朝一番の新幹線で帰るという、松井さんを見送った。

なんと日帰りのつもりだったらしい。


あの狭いベッドで、なんとか一緒に寝た。

寒いし、ねむいけど、まだ誰にも会いたくない。

全身がフワフワして、飛んでいきそうだ。


ゴウに話さなきゃいけないかな。

どこから話せばいいんだろう?


前に「うそや、気づいてたたやろ!」って言われたっけ。

今思えば、確かに感じてはいた。

あの熱量に飲み込まれるのが怖かった。

だから、何が何だか分らないものって事にして、

蓋をしてた。


意味もなく、その辺りにある神社や寺を回って、

大阪へ来た時と同じように、うどんを食べて家に帰った。


帰るとゴウはまだ寝ていた。

食べるか分かんないけど、スープ用の野菜を切っていると、ようやく起きてきた。

包丁を置いた。


眠れなかったみたい。

いつもみたいに、ケアしてから寝なかったのかも。

顔がむくんでる。

だけど、不思議。

その顔は、今までで一番、女の子に見える。


私が何かを言いかける前に、ゴウがそれを遮った。

「分かってるよ。松井さんがずっとジブンのこと好きなんは・・・だけど、どんな残酷なことか分かる?いっくら私が想ってもノンケの人間は、私のことオンナやと思うてくれない!」

「私は、アンタのことを愛してる」

これを言う日がくるとは。

「高校時代から、ずっと。
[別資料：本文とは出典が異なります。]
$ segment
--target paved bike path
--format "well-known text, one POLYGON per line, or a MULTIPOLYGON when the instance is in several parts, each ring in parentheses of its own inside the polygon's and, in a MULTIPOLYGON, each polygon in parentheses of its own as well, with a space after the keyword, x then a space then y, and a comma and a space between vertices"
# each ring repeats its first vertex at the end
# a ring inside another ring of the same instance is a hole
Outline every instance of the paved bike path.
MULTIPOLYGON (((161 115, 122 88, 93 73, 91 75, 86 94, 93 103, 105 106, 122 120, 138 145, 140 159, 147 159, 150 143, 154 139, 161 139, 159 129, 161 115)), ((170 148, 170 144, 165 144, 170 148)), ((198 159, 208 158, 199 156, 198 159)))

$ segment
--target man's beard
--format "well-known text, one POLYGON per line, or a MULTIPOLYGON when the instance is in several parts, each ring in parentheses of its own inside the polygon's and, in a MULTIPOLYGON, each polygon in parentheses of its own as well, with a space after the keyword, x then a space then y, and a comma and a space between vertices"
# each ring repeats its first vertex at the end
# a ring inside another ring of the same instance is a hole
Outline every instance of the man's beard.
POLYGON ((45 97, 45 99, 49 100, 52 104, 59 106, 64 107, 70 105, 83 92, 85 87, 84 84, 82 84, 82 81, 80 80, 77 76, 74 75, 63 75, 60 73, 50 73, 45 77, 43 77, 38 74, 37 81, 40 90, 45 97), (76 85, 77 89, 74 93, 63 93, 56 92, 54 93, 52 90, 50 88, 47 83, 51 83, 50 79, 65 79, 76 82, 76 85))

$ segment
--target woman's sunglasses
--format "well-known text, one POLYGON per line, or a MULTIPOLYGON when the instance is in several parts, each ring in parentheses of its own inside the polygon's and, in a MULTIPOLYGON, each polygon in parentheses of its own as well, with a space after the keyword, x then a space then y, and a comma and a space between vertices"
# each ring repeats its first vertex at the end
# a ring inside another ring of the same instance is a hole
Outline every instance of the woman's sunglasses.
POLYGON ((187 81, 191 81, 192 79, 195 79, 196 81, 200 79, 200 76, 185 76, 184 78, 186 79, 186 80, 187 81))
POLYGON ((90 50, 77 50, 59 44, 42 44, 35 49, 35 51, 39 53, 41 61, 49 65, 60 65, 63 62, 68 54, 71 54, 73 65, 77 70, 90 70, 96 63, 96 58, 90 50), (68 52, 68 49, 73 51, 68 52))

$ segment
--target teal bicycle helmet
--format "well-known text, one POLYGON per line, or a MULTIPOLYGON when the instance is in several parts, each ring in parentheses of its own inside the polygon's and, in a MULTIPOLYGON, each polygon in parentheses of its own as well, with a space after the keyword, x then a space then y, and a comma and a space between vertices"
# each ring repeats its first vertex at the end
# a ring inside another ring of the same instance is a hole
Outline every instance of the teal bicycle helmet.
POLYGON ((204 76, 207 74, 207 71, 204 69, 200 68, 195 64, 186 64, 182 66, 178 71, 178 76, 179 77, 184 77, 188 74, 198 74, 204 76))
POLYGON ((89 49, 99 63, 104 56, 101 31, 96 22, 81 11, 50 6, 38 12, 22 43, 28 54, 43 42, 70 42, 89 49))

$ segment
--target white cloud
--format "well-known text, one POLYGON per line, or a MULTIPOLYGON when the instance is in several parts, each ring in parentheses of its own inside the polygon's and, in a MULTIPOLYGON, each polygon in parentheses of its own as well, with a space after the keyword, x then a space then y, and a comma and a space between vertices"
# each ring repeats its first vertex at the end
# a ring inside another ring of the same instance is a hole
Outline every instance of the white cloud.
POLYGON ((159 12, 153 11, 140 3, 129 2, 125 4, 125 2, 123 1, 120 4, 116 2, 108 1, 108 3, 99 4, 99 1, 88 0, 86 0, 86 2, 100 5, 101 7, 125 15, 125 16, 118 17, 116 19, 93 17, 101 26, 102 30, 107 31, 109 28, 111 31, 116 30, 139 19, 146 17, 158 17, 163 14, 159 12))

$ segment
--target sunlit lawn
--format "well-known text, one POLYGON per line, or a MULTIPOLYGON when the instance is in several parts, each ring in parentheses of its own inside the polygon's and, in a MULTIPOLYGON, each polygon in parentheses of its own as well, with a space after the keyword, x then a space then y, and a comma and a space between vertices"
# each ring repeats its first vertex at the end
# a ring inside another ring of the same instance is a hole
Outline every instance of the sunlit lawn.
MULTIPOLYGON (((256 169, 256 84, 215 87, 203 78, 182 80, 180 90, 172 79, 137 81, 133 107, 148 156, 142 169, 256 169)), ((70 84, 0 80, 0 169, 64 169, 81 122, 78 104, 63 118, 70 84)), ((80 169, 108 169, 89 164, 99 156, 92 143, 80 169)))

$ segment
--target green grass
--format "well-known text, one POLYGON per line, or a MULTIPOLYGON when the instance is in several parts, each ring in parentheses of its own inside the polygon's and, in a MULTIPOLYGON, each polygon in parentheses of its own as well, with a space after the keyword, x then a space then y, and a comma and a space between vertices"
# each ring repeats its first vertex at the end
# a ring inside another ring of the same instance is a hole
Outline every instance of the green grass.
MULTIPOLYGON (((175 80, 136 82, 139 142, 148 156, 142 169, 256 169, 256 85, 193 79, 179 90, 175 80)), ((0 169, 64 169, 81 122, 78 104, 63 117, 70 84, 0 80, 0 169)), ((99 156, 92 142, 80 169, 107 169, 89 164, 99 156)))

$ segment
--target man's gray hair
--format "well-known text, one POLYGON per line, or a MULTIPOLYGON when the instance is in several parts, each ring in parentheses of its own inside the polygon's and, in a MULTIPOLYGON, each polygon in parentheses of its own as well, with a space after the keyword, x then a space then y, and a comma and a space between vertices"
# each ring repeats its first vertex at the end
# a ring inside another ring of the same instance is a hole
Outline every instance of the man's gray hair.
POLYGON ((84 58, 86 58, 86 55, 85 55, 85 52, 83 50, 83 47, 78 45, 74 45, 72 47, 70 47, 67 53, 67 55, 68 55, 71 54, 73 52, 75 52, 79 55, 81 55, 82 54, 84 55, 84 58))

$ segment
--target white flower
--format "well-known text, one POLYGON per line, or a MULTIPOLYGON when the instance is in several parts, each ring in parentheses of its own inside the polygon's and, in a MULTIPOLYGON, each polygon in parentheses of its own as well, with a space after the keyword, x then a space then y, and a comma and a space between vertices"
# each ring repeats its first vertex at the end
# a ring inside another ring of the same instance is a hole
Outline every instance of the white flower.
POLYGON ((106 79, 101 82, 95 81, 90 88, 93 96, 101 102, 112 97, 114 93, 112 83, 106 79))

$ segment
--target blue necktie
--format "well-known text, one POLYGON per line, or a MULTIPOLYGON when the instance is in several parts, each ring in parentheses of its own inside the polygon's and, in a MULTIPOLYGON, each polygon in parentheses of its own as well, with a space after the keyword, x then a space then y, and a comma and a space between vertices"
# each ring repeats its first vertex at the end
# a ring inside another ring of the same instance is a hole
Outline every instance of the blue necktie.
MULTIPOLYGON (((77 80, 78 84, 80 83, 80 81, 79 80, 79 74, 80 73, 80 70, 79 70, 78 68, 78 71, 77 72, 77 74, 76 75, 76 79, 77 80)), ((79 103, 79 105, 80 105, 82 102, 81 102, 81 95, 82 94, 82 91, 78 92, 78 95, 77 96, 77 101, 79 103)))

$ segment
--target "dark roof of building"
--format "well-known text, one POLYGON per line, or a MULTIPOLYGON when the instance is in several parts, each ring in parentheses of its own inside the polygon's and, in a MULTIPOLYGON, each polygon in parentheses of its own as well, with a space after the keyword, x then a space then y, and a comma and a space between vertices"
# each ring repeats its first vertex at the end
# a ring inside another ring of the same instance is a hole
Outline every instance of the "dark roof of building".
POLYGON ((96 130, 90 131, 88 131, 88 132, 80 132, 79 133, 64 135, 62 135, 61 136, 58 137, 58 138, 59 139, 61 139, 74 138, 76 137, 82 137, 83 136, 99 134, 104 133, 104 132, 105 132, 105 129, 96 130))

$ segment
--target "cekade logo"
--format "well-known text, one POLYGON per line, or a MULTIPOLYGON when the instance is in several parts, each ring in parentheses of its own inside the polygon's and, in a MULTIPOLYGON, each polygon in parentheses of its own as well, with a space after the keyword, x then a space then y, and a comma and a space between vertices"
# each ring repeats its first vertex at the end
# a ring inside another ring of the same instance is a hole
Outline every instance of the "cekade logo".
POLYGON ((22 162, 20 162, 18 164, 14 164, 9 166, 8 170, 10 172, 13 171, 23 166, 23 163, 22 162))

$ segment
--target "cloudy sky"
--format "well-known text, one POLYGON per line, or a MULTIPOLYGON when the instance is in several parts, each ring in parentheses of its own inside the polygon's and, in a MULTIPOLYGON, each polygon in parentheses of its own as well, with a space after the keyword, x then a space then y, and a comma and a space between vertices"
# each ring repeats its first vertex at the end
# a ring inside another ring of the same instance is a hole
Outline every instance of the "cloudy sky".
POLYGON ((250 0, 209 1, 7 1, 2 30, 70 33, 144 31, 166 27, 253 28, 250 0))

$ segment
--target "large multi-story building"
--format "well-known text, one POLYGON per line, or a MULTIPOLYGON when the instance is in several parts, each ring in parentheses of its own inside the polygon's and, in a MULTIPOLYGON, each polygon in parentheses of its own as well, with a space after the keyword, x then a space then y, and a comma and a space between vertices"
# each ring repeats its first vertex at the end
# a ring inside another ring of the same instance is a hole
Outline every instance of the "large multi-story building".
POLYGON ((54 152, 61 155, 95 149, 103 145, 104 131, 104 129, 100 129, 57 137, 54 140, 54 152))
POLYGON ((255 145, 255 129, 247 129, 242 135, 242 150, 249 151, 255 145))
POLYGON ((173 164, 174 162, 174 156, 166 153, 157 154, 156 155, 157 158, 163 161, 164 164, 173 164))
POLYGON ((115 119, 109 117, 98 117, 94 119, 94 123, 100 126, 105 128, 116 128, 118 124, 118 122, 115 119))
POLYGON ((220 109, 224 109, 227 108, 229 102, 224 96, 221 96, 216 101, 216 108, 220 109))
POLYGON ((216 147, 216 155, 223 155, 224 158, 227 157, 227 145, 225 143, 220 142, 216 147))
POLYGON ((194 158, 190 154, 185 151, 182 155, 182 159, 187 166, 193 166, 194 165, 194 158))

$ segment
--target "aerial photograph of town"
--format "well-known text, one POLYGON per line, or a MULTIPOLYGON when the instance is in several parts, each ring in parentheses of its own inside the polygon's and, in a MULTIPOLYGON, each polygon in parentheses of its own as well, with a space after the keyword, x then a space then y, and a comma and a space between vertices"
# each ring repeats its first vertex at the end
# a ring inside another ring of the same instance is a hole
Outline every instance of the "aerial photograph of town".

他に何にもいらない」

ゴウは、あ然としたような顔で私を見つめた。


言いたいことは、沢山ある。

だけど、本当に言いたいことは一つだ。

涙が出た。

「・・・愛してるよ」


もう一度、包丁を握ろうとした。

でも握れないまま、キッチンカウンターに手をついた。

涙があふれて、止まらない。


いつの間にか二人で抱き合って、

泣いていた。


ゴウがお母さんと暮らすと決めた時、

これと同じ状況になったっけ。


終わりが近づいている。

こんな風に、終わっていくんだ。

ずっと早くオトナになりたいと思ってた。

でもなれなくて、もがいてたのに、

終わるときは強制終了なんだ。


薫ちゃんが部屋に入ってきて、戸惑ったように顔をのぞかせてる。


「スープ、飲む?」

泣きながら聞いた。

薫ちゃんがうなずいた。

しゃっくりしながら、三人分のスープを作った。